Die buddhistischen Grottentempel öffnen sich nicht frei gegen außen. Sie bilden einen länglichen Raum, der nach hinten halbkreisförmig abschließt und rings von einem schmalen Umgang umgeben ist; Pfeilerstellungen trennen den Umgang von dem mittlern Hauptraum. Die Decke des letztern hat die Form eines überhöhten halbkreisförmigen, zuweilen hufeisenförmigen Tonnengewölbes, während die Decke des Umganges flach ist. Die Pfeiler sind teils einfach achteckig, ohne Basis und Kapitäl, teils mehr durchgebildet und mit Basis und Kapitäl versehen, welche in der Hauptform denjenigen der Grottentempel gleichen, auch wohl über dem Kapitäl noch mit phantastischen Skulpturen geschmückt sind. Im Grunde des Mittelraums, vor seinem halbkreisförmigen Abschluß, befindet sich das Heiligtum, wodurch sich diese Anlagen als buddhistische kennzeichnen, der sogen. Dagop, eine etwas überhöhte, auf einem breiten, cylinderförmigen Untersatz ruhende halbkugelige Masse. Dieser Dagop, das Bild der Wasserblase und stets wiederkehrende Symbol der Vergänglichkeit im Buddhismus, pflegt irgend eine Reliquie Buddhas oder eines Buddha-Heiligen einzuschließen. Vor ihm steht gewöhnlich die Statue Buddhas in ihrer stets wiederkehrenden typischen Bildung.
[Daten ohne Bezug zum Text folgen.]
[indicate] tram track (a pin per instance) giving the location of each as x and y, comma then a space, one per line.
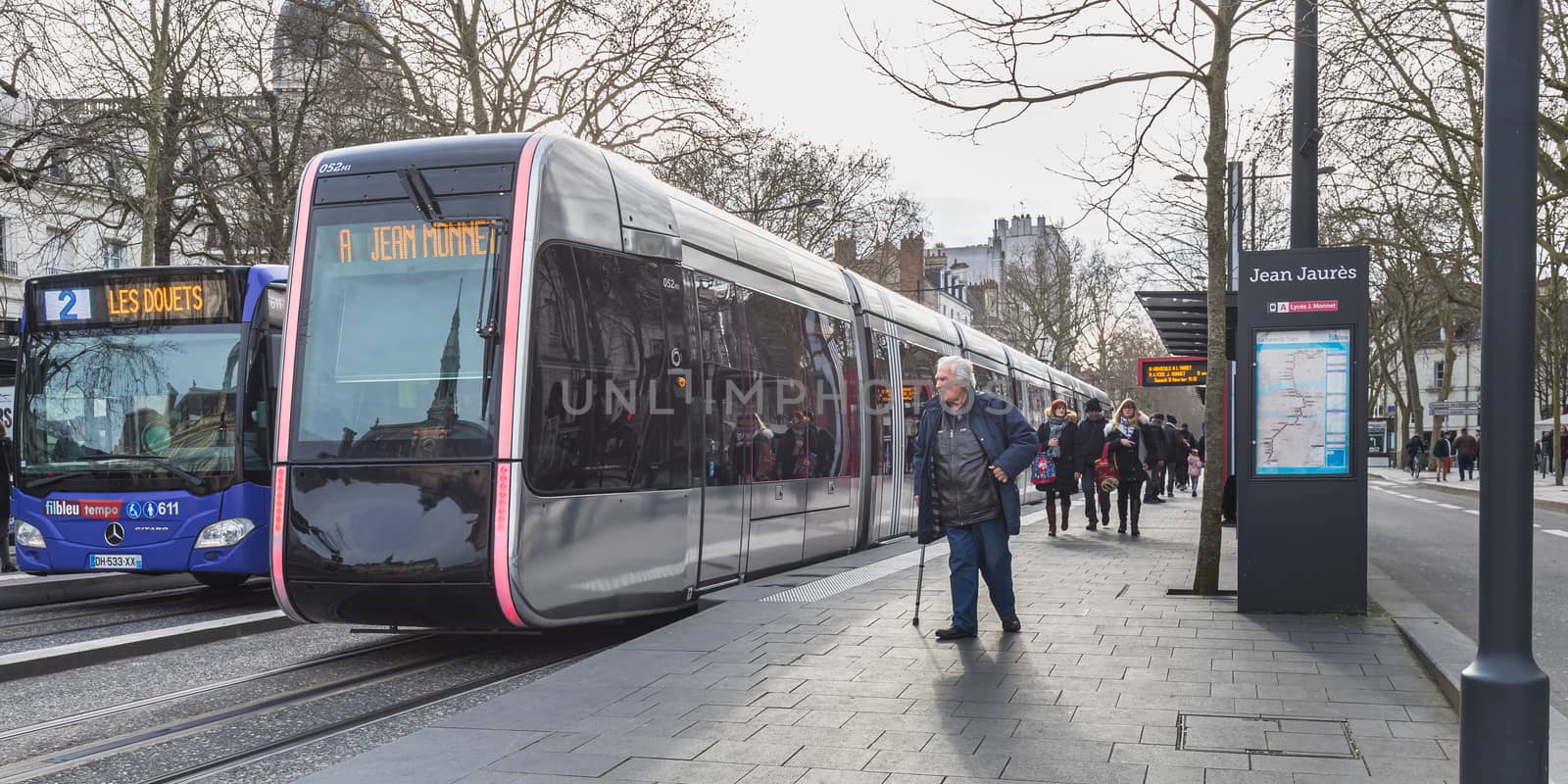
267, 720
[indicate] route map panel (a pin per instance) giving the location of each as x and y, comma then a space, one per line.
1303, 404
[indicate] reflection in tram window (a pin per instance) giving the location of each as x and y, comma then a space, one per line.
598, 383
Einige Grottentempel der Koromandelküste bei Madras tragen den Charakter frei stehender architektonischer Monumente, die aber im Innern nicht ausgehöhlt sind und nach Form und Stil den frei stehenden Monumenten von Ellora entsprechen. Die auf dem heiligen Boden von Orissa, auf der Ostküste Indiens, vorhandenen Monumente sind aus Werkstücken (zum Teil auch aus Ziegeln) aufgeführte Bauten. Diese von den Europäern gewöhnlich Pagoden (verdorben aus dem Wort Bhagavati, „heiliges Haus“) genannten Tempelbauten zeigen je nach dem Grade der Heiligkeit des Ortes größere oder geringere Ausdehnung und als Hauptform wieder diejenige der Pyramide, die aber durch eine Menge aus dem Dach jedes untern Absatzes hervortretender Kuppeln, mannigfaches Pilasterwerk (zum Teil auch Säulen) an den Wänden der untern Absätze, Nischen, die ihre besondern bunt geschweiften (zum Teil spitzbogig geschweiften) Bekrönungen haben, Zwischengesimse, besonders vielgestaltige Fußgesimse, endlich durch eine oft übergroße Menge von bildnerischen Darstellungen, die alle freien Stellen der Architektur einnehmen, das Gepräge einer wüsten Verworrenheit erhalten, die den Sinn des Beschauers schwindeln macht. Hervorzuheben sind die Pagoden zu Tiravalur, Chillambrum u. Madura (s. Tafel I, Fig. 6, 7), wo sich auch der riesige, zur Aufnahme der Pilger bestimmte neuere Saal oder Tschultri (s. Tafel I, Fig. 4 u. 5) befindet, dessen Decke von 124 in vier Reihen stehenden, bis zum Kapitäl aus je Einem Granitblock gearbeiteten Säulen getragen wird.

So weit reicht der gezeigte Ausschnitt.